Et le Professeur de droit, Jacques Djoli Eseng’Ekeli d’expliquer que c’est l’esprit va-t-en-guerre du M23 et leurs soutiens rwandais qui justifie le recours aux moyens de contrainte militaires par le Gouvernement congolais.
« L’usage de la force s’est toujours justifié par le refus du M23 de se conformer aux prescrits des accords de Luanda et de Nairobi. Entêté par le Rwanda, le M23 a continué à occuper et à bombarder des territoires, à se renforcer militairement, et en se transformant en Alliance Fleuve Congo, une association maffieuse.

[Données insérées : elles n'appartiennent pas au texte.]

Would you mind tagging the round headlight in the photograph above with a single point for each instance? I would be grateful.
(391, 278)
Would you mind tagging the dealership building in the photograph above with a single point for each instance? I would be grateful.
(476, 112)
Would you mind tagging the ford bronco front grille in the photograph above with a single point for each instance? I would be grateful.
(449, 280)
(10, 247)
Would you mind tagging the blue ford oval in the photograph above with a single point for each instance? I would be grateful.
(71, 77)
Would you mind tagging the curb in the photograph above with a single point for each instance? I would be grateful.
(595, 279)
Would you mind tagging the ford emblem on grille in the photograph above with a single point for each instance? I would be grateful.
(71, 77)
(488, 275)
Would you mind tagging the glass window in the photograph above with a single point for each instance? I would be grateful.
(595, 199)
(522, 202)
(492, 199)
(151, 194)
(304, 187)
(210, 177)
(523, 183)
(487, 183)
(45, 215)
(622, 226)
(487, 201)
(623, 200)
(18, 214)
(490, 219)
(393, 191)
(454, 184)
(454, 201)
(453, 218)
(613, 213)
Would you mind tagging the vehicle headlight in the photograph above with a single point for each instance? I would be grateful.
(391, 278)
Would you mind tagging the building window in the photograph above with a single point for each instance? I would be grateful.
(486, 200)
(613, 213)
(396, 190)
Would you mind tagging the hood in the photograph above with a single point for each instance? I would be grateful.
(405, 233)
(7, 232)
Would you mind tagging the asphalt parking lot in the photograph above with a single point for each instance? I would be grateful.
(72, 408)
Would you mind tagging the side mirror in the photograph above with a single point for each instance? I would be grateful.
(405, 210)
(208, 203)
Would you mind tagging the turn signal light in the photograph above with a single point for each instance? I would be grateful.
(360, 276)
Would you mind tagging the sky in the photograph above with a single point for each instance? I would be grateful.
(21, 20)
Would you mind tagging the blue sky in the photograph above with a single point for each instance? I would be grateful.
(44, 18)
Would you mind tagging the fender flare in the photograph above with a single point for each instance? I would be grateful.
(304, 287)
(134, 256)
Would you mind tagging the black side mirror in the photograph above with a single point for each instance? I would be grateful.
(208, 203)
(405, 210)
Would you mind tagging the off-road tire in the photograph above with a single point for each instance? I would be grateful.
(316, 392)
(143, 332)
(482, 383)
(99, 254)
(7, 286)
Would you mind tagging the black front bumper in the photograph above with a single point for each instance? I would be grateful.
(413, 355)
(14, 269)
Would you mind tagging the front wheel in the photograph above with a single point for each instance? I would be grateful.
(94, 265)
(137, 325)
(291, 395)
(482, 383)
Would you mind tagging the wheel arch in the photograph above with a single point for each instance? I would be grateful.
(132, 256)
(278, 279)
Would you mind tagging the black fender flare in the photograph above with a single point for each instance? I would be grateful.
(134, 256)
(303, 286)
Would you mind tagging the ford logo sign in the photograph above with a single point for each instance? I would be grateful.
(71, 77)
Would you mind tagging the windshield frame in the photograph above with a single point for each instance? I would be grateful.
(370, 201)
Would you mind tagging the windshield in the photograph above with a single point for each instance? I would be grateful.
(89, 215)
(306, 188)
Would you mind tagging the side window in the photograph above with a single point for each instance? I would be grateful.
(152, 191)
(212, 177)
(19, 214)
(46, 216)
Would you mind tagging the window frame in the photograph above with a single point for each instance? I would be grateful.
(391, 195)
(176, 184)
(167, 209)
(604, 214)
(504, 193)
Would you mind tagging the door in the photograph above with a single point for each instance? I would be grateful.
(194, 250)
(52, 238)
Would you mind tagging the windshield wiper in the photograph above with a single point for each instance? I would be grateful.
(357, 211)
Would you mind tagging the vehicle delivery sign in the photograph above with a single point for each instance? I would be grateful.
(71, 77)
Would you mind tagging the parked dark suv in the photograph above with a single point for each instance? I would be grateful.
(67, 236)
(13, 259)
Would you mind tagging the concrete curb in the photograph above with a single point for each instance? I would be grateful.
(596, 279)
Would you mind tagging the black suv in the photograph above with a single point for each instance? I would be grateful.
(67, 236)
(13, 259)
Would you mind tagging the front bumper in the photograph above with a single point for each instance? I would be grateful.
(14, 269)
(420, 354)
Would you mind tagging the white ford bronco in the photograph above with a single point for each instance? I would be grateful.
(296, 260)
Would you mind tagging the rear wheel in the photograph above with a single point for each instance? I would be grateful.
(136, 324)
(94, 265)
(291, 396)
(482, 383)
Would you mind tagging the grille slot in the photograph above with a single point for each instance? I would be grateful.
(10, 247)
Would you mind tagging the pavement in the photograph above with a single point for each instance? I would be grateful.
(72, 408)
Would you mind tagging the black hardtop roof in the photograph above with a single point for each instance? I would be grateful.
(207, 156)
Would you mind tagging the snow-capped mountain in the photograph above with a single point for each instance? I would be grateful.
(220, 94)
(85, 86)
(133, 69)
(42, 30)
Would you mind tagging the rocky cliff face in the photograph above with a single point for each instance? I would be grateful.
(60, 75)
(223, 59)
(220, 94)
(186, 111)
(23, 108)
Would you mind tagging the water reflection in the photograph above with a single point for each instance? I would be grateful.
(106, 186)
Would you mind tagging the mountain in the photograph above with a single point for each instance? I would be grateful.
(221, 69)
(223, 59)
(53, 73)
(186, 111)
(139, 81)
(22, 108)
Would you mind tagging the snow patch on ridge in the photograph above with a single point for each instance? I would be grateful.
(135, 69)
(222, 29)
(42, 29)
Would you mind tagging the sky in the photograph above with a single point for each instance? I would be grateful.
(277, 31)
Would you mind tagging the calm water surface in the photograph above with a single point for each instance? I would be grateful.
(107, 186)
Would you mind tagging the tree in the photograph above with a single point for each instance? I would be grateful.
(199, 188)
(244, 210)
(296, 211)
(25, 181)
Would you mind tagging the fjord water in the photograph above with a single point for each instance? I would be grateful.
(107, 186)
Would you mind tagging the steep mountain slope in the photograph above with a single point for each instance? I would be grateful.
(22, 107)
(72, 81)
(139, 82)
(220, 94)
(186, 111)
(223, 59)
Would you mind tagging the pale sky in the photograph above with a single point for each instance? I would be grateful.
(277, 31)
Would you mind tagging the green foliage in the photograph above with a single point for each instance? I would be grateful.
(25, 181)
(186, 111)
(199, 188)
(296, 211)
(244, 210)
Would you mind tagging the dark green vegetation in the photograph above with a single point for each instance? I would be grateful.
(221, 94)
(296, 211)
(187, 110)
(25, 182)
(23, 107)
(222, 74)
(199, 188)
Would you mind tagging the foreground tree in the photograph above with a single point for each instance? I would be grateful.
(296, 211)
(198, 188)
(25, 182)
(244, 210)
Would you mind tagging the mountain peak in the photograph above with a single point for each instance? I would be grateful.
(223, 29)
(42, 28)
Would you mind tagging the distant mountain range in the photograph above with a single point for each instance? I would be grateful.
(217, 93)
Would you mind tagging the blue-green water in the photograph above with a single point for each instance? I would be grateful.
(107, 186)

Le M23 a donc le choix de se conformer au protocole de Luanda, en déposant les armes et en rejoignant les camps de cantonnement ou faire face à la puissance de feu des FARDC appuyées par les troupes de la SADC. Parce que nous n’allons plus revivre la situation où les troupes de l’EAC, qui avaient un schéma de pourrissement de la situation, sympathisaient avec le M23 qu’elles étaient censés mettre hors d’état de nuire », a-t-il martelé.
Et, au-delà de la solution militaire, Jacques Djoli Eseng’Ekeli insiste également sur une approche holistique dans la résolution définitive de la crise sécuritaire à l’Est de la République Démocratique du Congo.

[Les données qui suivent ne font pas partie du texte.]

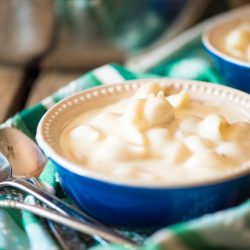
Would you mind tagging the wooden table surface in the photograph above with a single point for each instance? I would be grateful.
(38, 54)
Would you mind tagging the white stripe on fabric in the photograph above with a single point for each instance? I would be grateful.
(225, 229)
(108, 75)
(167, 240)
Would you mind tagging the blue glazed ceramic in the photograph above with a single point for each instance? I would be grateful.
(236, 73)
(145, 207)
(138, 206)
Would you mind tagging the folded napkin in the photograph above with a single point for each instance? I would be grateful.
(228, 229)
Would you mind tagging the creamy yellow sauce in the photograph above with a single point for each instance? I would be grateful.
(153, 138)
(233, 38)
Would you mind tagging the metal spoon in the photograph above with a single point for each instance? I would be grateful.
(8, 137)
(64, 220)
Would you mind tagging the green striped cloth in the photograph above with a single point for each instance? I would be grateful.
(228, 229)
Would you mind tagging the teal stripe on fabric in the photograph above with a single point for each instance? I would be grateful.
(15, 215)
(127, 75)
(191, 238)
(28, 119)
(48, 175)
(89, 81)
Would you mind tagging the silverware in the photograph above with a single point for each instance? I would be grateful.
(67, 238)
(17, 153)
(65, 220)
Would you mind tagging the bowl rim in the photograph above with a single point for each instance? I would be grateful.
(193, 85)
(222, 20)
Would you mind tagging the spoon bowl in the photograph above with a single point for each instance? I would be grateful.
(28, 161)
(24, 156)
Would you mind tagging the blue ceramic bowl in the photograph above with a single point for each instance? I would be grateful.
(132, 205)
(236, 73)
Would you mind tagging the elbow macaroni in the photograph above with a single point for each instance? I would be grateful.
(157, 138)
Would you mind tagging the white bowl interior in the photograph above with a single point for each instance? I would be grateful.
(59, 116)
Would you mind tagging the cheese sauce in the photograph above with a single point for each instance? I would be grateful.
(153, 138)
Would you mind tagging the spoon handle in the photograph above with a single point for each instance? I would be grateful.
(70, 222)
(95, 228)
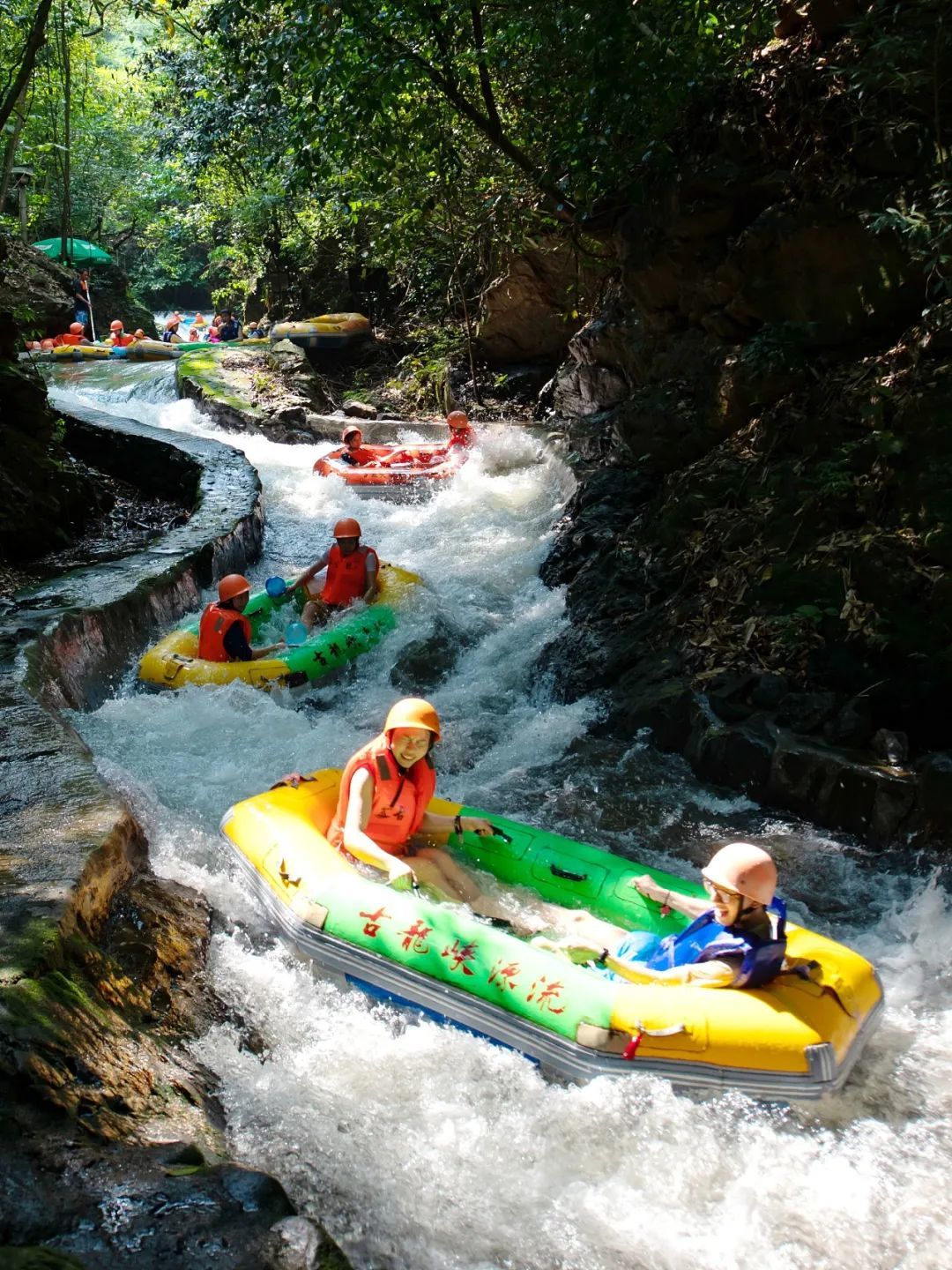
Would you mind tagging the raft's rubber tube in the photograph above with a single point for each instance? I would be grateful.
(406, 474)
(329, 331)
(173, 661)
(796, 1038)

« La réponse à la crise de l’Est est une réponse globale : il y a l’aspect militaire, il y a aussi l’aspect diplomatique, parce que la guerre ou les guerres de l’Est ne sont pas des guerres créées par des congolais, tout simplement. Les groupes armés sont ravitaillés par nos pays voisins, qui sont dans l’exploitation illégale de nos ressources.
Comment ils obtiennent les armes ? Chez qui ils vendent l’or et le coltan ? C’est auprès des pays voisins, qui sont au cœur de la déstabilisation et de l’appauvrissement de l’État congolais.
Donc, la réponse est globale, notamment parce le M23 est une fabrication rwandaise. On ne peut pas résoudre la question de l’Est si le Rwanda ne renonce pas à son attitude belliqueuse, dictée par des intérêts économiques. Il faut également noter que le Rwanda a également des problèmes avec le Burundi.
Et, il est important qu’il y ait une clarification de nos relations avec l’Ouganda. On doit sortir de cette hypocrisie collective.
Grosso modo, la réponse à la crise de l’Est est globale : elle est économique, politique, diplomatique et elle est essentiellement militaire, parce que nous devons disposer d’une armée dissuasive, capable d’assumer la sécurité des neuf frontières que nous avons », a martelé l’expert militaire, Jacques Djoli Eseng’Ekeli.